Specimens were prepared on Quantifoil grids³ using techniques which have been described previously⁴. The Leginon system uses a Philips CM200 TEM and a Gatan MSC CCD camera and is controlled by the emScope software library⁵. The overall acquisition protocol requires (i) obtaining a low magnification image [660x] of a grid square from a Quantifoil grid (fig. 1a); (ii) automatically identifying holes containing ice of suitable thickness; (iii) acquiring an intermediate magnification image [6600x] of the identified hole (fig. 1b); (iv) identifying features of interest within the hole; (v) focusing at high magnification [38,000x] and finally (vi) acquiring a high magnification image (fig 1c,d).
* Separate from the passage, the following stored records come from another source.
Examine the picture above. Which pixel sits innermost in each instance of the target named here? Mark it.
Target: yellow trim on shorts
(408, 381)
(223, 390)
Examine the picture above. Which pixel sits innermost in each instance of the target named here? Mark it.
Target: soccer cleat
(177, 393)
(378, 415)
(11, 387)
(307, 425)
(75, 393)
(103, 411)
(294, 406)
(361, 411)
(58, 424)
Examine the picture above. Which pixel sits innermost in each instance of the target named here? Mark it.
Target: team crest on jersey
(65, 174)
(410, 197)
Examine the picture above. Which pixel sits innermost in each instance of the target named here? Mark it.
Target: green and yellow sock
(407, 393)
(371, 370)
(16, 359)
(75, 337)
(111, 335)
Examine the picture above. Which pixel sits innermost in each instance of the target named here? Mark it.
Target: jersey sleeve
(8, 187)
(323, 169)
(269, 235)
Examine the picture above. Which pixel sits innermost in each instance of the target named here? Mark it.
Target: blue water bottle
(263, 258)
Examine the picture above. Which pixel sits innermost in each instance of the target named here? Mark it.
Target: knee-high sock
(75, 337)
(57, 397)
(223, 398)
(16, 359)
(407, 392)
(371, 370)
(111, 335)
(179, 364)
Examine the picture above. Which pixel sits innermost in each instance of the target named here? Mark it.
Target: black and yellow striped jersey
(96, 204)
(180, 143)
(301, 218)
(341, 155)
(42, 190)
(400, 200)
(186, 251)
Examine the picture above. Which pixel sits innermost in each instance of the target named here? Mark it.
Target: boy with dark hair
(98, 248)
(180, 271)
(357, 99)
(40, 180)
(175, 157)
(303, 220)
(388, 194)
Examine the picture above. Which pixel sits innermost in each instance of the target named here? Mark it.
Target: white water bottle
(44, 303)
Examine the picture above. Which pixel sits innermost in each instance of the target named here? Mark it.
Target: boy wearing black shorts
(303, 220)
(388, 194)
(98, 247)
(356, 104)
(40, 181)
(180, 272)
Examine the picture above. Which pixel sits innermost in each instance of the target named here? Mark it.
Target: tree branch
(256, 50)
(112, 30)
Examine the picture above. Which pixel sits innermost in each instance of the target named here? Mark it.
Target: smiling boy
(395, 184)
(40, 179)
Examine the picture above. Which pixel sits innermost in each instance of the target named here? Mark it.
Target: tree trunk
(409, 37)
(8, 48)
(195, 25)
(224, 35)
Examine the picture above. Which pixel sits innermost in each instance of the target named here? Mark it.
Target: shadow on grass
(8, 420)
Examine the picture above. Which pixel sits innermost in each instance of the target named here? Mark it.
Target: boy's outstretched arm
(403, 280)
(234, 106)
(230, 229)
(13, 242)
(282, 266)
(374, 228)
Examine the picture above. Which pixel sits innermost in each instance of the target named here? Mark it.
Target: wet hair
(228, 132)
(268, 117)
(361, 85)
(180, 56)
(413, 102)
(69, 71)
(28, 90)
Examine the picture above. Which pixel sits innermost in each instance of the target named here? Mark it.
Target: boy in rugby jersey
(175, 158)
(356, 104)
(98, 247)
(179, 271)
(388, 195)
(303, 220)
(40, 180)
Figure 1. (a) TMV embedded in vitreous ice suspended over holes in a Quantifoil grid [660x]. (b) Identified hole indicated by a cross in (a) imaged at 6600x. (c) Center of hole from (b) imaged at 38,000x; individual TMV filaments can be identified. (d) Similar procedures resulting in images of microtubules at 38,000x.

a	b
c	d

In step (ii) holes in the Quanitfoil grid are automatically identified using a cross correlation template matching and thresholding procedure combined with a filter to identify the geometric parameters of the Quantifoil lattice. The thickness of the ice for a given hole is estimated⁶ and a threshold on the ice thickness is set to identify holes for further analysis in step (iii). Efficient implementation of the system required improvements in the positioning accuracy of the goniometer which were achieved using modeling techniques described elsewhere⁷.

Results

We have tested the Leginon system using specimens of TMV and microtubules embedded in vitreous ice. The system can acquire over 1000 high magnification images a day. We are currently assessing the performance of the system and comparing it against the performance of a human operator.

References

1. C.S. Potter et al., Proc. Microscopy and Microanalysis (1998) 8-9.
2. C. S. Potter et al., Submitted for publication.
3. E. Ermantraut, K. Wohlfart and W. Tichelaar, Ultramicroscopy, 74 (1998) 75-81.
4. J. Dubochet et al., Quart Rev Biophys, 21 (1988) 129-228.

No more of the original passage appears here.